Can anyone explain why early Harpsichords and other keyboard instruments had the keys reversed so as the half tones were white? Was that some kind of trend at the time or were the first keyboard instruments laid out that way?


----------



## Rasa

Maybe it has to do with construction materials. One day some guy wanted ivory, and it's white.


----------



## Weston

I used to have a combo organ (as we called it back then at the dawn of time), a Vox Jaguar with reversed colors like that - except for an octave of bass keys. It had no impact on the playing. I just thought it was decorative.


----------



## Cyclops

Weston said:


> I used to have a combo organ (as we called it back then at the dawn of time), a Vox Jaguar with reversed colors like that - except for an octave of bass keys. It had no impact on the playing. I just thought it was decorative.

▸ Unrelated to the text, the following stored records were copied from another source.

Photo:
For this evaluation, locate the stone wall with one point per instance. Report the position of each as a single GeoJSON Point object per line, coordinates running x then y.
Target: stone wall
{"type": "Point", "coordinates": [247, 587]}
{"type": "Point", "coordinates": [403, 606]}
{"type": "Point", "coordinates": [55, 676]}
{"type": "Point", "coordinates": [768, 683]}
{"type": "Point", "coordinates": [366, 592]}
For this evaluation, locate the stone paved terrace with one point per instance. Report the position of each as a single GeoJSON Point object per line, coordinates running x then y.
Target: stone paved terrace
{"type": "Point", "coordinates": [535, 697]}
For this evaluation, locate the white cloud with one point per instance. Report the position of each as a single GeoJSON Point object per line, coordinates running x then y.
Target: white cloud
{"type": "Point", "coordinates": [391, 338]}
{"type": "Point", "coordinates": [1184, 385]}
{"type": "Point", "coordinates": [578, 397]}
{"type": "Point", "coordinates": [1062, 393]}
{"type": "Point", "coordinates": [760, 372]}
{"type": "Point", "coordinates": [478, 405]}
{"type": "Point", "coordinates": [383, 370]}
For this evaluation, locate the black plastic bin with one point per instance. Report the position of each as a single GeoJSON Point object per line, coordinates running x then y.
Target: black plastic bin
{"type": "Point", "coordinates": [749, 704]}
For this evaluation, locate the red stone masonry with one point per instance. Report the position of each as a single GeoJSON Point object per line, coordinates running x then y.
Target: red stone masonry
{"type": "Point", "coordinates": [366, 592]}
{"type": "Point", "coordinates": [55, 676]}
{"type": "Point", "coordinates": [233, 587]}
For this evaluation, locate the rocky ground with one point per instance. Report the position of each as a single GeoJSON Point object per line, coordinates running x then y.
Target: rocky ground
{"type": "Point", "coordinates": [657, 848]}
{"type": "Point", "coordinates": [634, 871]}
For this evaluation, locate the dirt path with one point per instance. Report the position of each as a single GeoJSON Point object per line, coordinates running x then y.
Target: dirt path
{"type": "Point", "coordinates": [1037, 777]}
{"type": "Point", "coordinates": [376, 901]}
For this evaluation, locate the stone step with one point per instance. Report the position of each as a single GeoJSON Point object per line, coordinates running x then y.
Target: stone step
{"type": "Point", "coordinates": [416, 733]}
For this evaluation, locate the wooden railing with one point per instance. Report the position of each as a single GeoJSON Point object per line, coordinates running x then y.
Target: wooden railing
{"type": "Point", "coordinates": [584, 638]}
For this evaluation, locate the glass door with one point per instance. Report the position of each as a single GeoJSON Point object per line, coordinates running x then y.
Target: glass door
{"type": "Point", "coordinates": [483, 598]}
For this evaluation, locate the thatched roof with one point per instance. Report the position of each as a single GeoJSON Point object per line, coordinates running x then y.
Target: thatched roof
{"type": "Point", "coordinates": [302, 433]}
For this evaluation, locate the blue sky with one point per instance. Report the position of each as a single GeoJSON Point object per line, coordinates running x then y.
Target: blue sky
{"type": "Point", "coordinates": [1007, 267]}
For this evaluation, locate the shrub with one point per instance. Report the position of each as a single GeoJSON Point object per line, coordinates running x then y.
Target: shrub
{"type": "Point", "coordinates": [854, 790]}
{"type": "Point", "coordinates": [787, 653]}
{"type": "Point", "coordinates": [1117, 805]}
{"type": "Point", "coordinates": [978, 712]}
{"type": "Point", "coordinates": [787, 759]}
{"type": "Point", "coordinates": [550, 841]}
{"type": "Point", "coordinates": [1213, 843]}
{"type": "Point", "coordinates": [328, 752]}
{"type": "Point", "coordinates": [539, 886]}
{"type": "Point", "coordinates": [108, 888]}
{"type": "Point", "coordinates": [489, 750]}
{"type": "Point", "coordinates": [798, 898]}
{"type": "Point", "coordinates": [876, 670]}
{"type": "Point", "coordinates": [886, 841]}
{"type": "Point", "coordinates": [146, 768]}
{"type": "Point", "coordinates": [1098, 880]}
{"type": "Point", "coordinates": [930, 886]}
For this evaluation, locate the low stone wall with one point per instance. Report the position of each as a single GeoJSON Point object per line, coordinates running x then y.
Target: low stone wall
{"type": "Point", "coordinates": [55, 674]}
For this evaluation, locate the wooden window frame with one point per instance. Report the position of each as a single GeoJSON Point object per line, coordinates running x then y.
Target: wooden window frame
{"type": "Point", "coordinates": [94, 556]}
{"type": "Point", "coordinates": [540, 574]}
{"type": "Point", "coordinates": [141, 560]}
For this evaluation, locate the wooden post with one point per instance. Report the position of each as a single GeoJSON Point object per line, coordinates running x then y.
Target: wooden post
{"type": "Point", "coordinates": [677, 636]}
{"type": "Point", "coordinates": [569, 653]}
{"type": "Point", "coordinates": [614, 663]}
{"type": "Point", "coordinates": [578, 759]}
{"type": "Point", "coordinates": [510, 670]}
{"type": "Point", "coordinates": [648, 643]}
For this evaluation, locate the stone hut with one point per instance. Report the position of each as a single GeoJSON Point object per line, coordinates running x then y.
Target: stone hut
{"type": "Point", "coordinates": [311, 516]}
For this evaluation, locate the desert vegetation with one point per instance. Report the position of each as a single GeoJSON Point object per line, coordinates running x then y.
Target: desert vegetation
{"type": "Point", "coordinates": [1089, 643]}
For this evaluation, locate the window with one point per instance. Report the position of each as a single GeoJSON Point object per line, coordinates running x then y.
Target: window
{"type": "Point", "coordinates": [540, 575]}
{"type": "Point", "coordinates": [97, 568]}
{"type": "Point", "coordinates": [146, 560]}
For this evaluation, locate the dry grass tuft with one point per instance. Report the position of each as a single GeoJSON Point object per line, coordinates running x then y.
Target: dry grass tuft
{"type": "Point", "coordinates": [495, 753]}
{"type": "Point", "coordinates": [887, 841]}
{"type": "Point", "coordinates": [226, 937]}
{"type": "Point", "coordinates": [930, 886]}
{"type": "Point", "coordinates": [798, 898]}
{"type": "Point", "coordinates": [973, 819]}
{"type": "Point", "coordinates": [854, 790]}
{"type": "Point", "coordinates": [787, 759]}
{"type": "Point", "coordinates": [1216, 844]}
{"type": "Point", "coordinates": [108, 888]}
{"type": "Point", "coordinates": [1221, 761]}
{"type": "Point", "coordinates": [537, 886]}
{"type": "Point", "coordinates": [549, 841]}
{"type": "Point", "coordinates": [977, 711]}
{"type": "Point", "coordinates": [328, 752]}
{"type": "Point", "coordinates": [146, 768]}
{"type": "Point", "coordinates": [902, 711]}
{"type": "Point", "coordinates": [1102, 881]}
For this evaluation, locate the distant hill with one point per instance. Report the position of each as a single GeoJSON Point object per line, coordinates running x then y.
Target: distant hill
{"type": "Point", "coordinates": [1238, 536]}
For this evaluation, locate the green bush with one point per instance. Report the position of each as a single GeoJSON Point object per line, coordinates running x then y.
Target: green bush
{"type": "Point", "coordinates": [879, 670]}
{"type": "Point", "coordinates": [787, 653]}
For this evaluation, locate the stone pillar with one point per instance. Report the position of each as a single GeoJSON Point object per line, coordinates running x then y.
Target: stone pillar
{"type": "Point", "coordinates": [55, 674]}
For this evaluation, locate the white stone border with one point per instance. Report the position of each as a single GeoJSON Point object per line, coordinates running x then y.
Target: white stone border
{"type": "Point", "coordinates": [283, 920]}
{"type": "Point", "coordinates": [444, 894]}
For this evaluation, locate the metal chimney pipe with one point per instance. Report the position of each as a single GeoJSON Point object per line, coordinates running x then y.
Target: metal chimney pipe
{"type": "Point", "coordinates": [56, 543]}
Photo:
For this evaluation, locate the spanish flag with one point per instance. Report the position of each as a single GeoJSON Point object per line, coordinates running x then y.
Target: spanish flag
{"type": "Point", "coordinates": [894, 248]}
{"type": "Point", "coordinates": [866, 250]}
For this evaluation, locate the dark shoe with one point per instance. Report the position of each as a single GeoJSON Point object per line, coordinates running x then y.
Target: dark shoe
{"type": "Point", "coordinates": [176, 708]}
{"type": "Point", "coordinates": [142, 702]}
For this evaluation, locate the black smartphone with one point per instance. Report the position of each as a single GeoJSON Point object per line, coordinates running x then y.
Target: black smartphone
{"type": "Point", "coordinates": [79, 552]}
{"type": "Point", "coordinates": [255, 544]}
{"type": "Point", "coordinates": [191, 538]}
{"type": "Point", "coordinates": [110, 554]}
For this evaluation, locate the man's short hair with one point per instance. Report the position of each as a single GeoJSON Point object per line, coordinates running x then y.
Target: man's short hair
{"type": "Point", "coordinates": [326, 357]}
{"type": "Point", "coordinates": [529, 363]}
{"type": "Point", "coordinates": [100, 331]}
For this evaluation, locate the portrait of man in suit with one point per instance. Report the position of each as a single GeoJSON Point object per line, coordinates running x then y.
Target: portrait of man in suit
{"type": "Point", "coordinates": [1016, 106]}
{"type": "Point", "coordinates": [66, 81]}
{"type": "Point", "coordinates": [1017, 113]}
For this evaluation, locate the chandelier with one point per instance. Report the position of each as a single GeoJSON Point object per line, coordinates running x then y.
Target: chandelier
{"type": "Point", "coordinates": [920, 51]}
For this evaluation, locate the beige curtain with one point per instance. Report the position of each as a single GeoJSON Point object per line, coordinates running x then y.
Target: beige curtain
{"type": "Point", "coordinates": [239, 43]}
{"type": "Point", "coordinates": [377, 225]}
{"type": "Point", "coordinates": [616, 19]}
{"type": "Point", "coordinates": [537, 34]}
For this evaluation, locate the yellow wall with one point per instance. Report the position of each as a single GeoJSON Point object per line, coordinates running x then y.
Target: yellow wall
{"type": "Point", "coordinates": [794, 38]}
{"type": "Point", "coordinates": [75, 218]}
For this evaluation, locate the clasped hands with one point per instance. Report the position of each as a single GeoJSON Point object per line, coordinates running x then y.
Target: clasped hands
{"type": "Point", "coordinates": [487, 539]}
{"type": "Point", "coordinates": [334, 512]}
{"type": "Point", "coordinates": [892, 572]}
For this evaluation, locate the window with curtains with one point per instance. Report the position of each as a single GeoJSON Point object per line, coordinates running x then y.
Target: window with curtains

Yea I've seen synths like that-I see you're a synth player too. Whats that in your avatar,not a moog,Sequential Circuits Prophet?


----------



## R-F

Ooh, I heard from someone that a Harpsichord had the white keys black because it helped highlight women's white fingers (and perhaps men, I suppose). Not sure if that's true, though...


----------



## bdelykleon

Well, actually there wasn't any standart key colors, it should be easier to ask why the PIANO keys are reversed...


----------